Understanding Children’s Behavioural Problems

Bullying

31 March 2006

Most children who bully other kids, torture animals, and steal or vandalise property, are diagnosed with conduct disorder. Displaying extreme antisocial behaviour, at times accompanied by an absence of emotion, empathy, guilt or remorse, these children typically experience lifelong difficulties in functioning within society and have high rates of incarceration, depression and suicide.Yet the question of what causes the disorder and how to treat it continues to trouble scientists.

Spearheading new research, a 24-year-old Sydney University doctoral student is helping map out the causal pathways to such behaviour. Donna Palmer, from the psychology department and the Brain Dynamics Centre at the Westmead Millennium Institute, is examining the ways in which emotional and social information is processed within the brains of children with conduct disorder. She has been awarded funding from the Australian Rotary Health Research Fund – up to $78,000 over three years – to undertake the study.

“The causes of extreme behaviours range from environmental situations, such as abusive or neglectful families, to strong genetic or biological influences where there are no obvious adverse familial or social factors. This diversity presents a significant challenge for treatment interventions,” explained Ms Palmer.

She is researching the extent to which some children with conduct disorder – specifically those displaying “callous-unemotional” traits – are unable to recognise emotions in others. “In many of these cases, normal neural processing of emotional information is disrupted. The problem is biological,” she said.

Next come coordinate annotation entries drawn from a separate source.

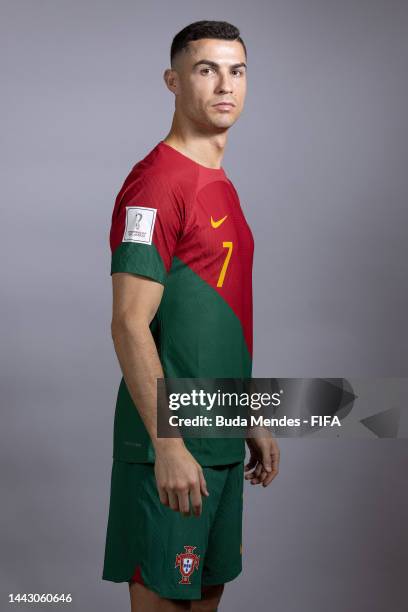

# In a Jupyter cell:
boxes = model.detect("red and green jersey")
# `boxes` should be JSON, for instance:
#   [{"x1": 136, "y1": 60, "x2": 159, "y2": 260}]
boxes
[{"x1": 110, "y1": 141, "x2": 254, "y2": 465}]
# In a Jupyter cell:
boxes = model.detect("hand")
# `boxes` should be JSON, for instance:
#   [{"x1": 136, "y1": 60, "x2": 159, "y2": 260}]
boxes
[
  {"x1": 154, "y1": 439, "x2": 209, "y2": 516},
  {"x1": 245, "y1": 427, "x2": 280, "y2": 487}
]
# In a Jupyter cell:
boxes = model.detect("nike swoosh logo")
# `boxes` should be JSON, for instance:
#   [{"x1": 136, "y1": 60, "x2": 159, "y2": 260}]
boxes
[{"x1": 211, "y1": 215, "x2": 228, "y2": 229}]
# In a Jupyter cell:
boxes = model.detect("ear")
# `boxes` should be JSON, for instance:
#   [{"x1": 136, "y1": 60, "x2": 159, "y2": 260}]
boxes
[{"x1": 163, "y1": 68, "x2": 178, "y2": 94}]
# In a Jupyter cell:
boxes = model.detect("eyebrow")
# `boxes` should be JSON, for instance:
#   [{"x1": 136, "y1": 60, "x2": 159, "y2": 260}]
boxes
[{"x1": 193, "y1": 59, "x2": 247, "y2": 68}]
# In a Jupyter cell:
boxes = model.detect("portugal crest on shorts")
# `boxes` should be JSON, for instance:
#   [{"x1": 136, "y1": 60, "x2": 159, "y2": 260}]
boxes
[{"x1": 174, "y1": 546, "x2": 200, "y2": 584}]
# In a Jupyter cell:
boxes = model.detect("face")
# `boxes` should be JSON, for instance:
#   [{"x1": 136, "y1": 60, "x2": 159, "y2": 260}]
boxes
[{"x1": 165, "y1": 38, "x2": 247, "y2": 132}]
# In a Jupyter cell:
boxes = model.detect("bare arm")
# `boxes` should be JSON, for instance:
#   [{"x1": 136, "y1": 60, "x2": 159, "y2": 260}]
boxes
[{"x1": 111, "y1": 272, "x2": 208, "y2": 516}]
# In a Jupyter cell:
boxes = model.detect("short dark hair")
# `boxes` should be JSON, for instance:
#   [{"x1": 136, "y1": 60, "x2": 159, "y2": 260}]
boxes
[{"x1": 170, "y1": 20, "x2": 247, "y2": 65}]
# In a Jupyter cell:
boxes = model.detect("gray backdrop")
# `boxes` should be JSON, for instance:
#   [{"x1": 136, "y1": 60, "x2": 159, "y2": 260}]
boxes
[{"x1": 0, "y1": 0, "x2": 408, "y2": 612}]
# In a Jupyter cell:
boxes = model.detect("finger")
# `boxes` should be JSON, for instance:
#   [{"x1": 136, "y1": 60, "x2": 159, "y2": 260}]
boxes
[
  {"x1": 198, "y1": 469, "x2": 210, "y2": 503},
  {"x1": 262, "y1": 448, "x2": 272, "y2": 472},
  {"x1": 251, "y1": 463, "x2": 262, "y2": 484},
  {"x1": 262, "y1": 469, "x2": 279, "y2": 487},
  {"x1": 190, "y1": 484, "x2": 203, "y2": 516},
  {"x1": 157, "y1": 487, "x2": 169, "y2": 506},
  {"x1": 177, "y1": 489, "x2": 190, "y2": 516},
  {"x1": 244, "y1": 456, "x2": 257, "y2": 472},
  {"x1": 167, "y1": 491, "x2": 179, "y2": 512}
]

In her study, children are shown facial displays of fear, happiness, anger, sadness, disgust and neutral emotional expressions. Their responses are recorded at conscious and unconscious detection levels through body arousal – sweat rate, heart rate – and EEGs or electroencephalography.
“By placing an electrode-covered cap on the child’s head and measuring the electrical brain activity, we can monitor how the waveforms of the brain change due to stimuli,” explained Ms Palmer.

This neural testing allows her to tease out the biological differences in the brain responses of different groups of children to various emotional stimuli. By analysing a child’s brain waves in the first half second after exposure to a stimulus – for example, an angry face – Ms Palmer can ascertain the exact stage of processing that is disturbed in these children.

“My hypothesis is that those children who display a difference of processing in the first 200 milliseconds have a problem neurally. While other children may display enhanced brain wave responses when they see an angry face, children with “callous-unemotional” traits may display much smaller waves. These responses are so quick, they are likely to be caused by genetics rather than environment,” she said.

By examining what is happening in the brain, Ms Palmer said that scientists will be able to determine the regions of the brain which are different in these children. “This will lead to new treatments that directly target the core problem,” she said.

Ms Palmer’s research is one of five University studies to benefit from the $1.97 million in medical research grants offered nationally by the Australian Rotary Health Research Fund in 2006. Other projects include a study on the mental and physical health of women caring for Vietnam veteran husbands, the role of iron in breast cancer, the evaluation of a home visiting program for new mothers, and the effects of malaria on the lungs.